Gli indici azionari statunitensi hanno chiuso la sessione in ribasso dopo una serie di massimi storici. L'S&P 500 è sceso dello 0,55% a 6.656,92 nonostante abbia raggiunto un nuovo picco intraday. Il Nasdaq Composite ha perso quasi l'1%, chiudendo a 22.573,47 sotto la pressione di giganti tecnologici come Nvidia, Oracle e Amazon. Il Dow Jones Industrial Average è scivolato dello 0,19% a 46.292,78, riflettendo i dubbi degli investitori sulla sostenibilità del rally guidato dall'intelligenza artificiale.

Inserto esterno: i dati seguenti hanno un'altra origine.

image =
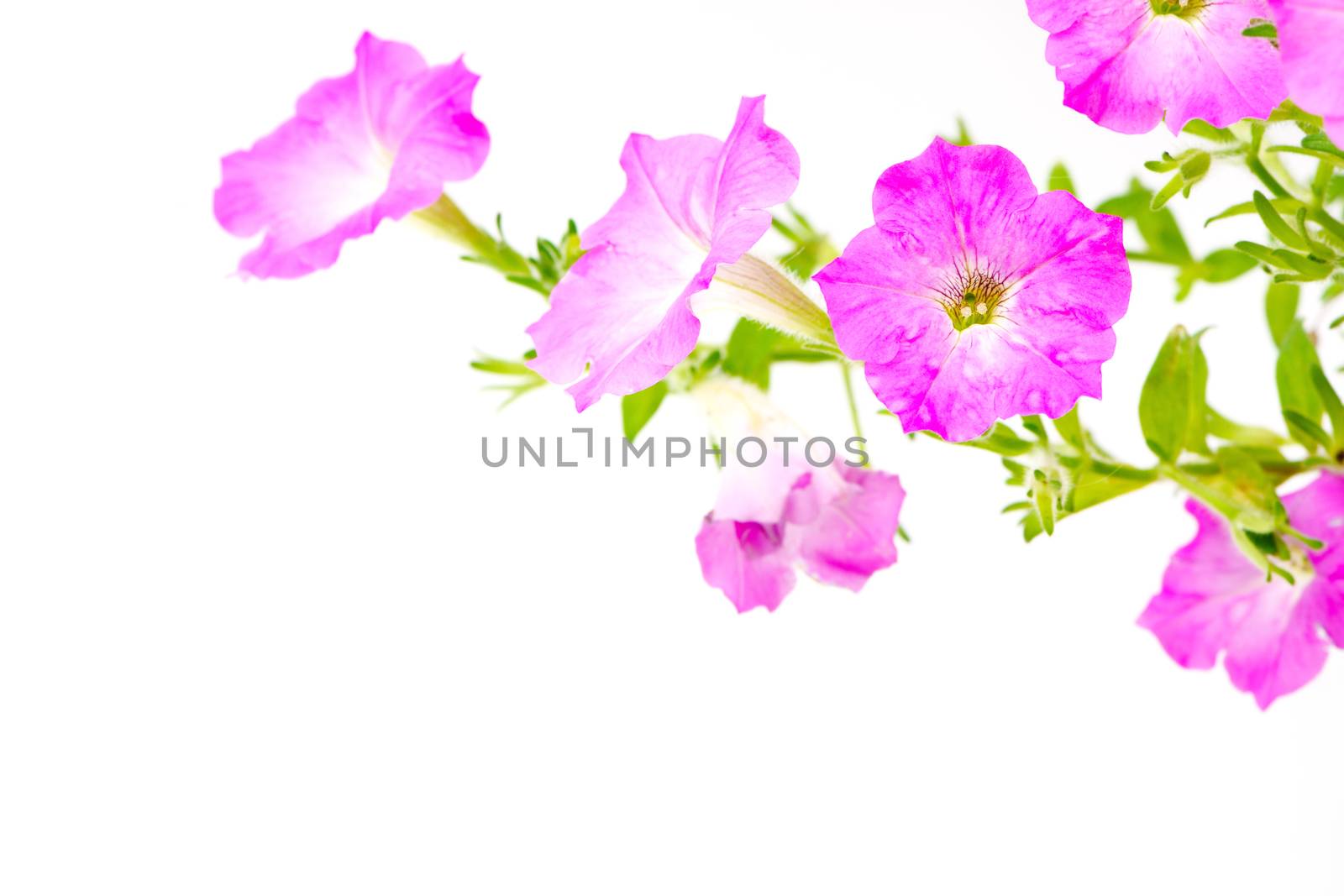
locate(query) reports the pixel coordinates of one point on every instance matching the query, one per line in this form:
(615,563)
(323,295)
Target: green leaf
(1260,253)
(1252,490)
(1252,437)
(1095,486)
(1281,308)
(750,351)
(1167,192)
(1321,143)
(1261,29)
(1198,128)
(1072,429)
(638,409)
(1171,407)
(1287,204)
(1297,391)
(1059,179)
(1000,439)
(1331,399)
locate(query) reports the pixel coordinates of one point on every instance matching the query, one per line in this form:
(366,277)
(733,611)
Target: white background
(269,626)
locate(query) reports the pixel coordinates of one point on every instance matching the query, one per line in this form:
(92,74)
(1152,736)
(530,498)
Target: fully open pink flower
(835,521)
(974,297)
(1215,600)
(1126,62)
(839,526)
(622,317)
(378,143)
(1310,38)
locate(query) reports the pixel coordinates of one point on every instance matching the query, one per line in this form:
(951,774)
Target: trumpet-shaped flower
(1215,600)
(1126,63)
(1310,38)
(974,297)
(378,143)
(622,317)
(837,523)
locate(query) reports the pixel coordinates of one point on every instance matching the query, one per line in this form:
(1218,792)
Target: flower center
(1183,8)
(972,297)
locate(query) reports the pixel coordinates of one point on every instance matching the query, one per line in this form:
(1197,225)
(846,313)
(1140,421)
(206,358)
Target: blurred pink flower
(622,318)
(974,297)
(835,521)
(1310,38)
(1215,600)
(1126,63)
(378,143)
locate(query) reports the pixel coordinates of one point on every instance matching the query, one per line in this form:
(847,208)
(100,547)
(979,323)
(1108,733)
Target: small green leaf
(1198,128)
(1159,230)
(1061,179)
(1072,429)
(1043,496)
(1287,204)
(1000,439)
(1281,308)
(750,351)
(1167,192)
(1297,391)
(1171,409)
(1331,399)
(638,409)
(1277,226)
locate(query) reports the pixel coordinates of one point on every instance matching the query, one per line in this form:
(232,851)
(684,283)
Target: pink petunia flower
(692,207)
(378,143)
(1215,600)
(1310,38)
(1126,63)
(837,523)
(974,297)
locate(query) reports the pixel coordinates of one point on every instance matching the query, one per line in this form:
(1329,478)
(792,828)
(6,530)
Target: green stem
(447,219)
(848,394)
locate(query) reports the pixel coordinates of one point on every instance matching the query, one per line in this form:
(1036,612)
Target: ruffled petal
(745,560)
(378,143)
(622,317)
(1126,67)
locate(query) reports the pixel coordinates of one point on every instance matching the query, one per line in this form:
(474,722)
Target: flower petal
(622,313)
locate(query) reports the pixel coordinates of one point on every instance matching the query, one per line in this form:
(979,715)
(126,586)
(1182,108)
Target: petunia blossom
(1273,634)
(1310,38)
(692,207)
(1126,63)
(974,298)
(837,523)
(376,143)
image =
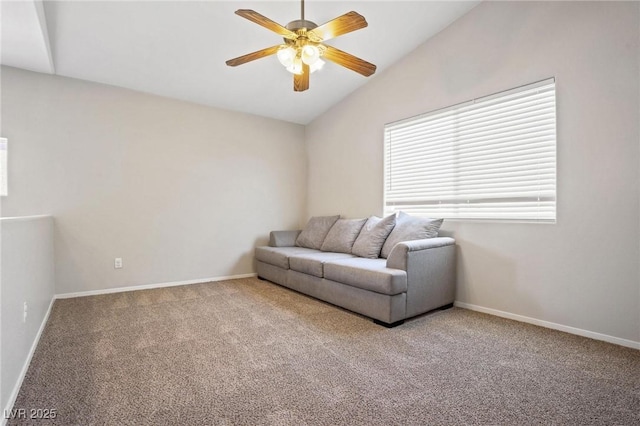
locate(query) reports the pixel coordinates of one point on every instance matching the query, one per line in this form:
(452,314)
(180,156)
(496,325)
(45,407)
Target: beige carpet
(251,352)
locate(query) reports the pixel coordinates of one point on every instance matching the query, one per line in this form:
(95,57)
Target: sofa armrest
(283,238)
(431,272)
(398,257)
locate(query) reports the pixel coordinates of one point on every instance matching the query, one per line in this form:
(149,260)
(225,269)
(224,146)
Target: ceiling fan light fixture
(304,45)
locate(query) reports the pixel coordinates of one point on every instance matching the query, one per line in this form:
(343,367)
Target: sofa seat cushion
(279,256)
(312,263)
(367,274)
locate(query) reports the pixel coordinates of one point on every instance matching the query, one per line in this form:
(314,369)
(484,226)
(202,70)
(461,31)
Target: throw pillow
(410,228)
(342,235)
(312,236)
(372,237)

Nel frattempo, le azioni di Alibaba a Hong Kong hanno registrato un'impennata di oltre il 6%, toccando il livello più alto dal 2021, dopo che l'azienda ha presentato nuovi prodotti di intelligenza artificiale e ha segnalato un aumento degli investimenti nel settore. Il titolo ha guadagnato oltre il 107% da un anno all'altro.
Per quanto riguarda le criptovalute, i mercati non hanno mostrato una reazione immediata ai piani di raccolta fondi di Tether, e le contrattazioni sono rimaste laterali. Il Bitcoin si è mantenuto sopra i 112.000 dollari, mentre l'Ethereum è rimasto sopra i 4.100 dollari.
Come promemoria, il 22 settembre l'agenda globale si è concentrata sulla questione palestinese: diversi Paesi europei hanno riconosciuto la Palestina, l'Italia è stata colpita da proteste di massa, i droni hanno interrotto gli aeroporti in Scandinavia, Donald Trump si è preparato a un incontro con Xi Jinping e negli Stati Uniti è stata stretta la più grande alleanza tecnologica dell'anno, con l'annuncio di un accordo da 100 miliardi di dollari tra Nvidia e OpenAI.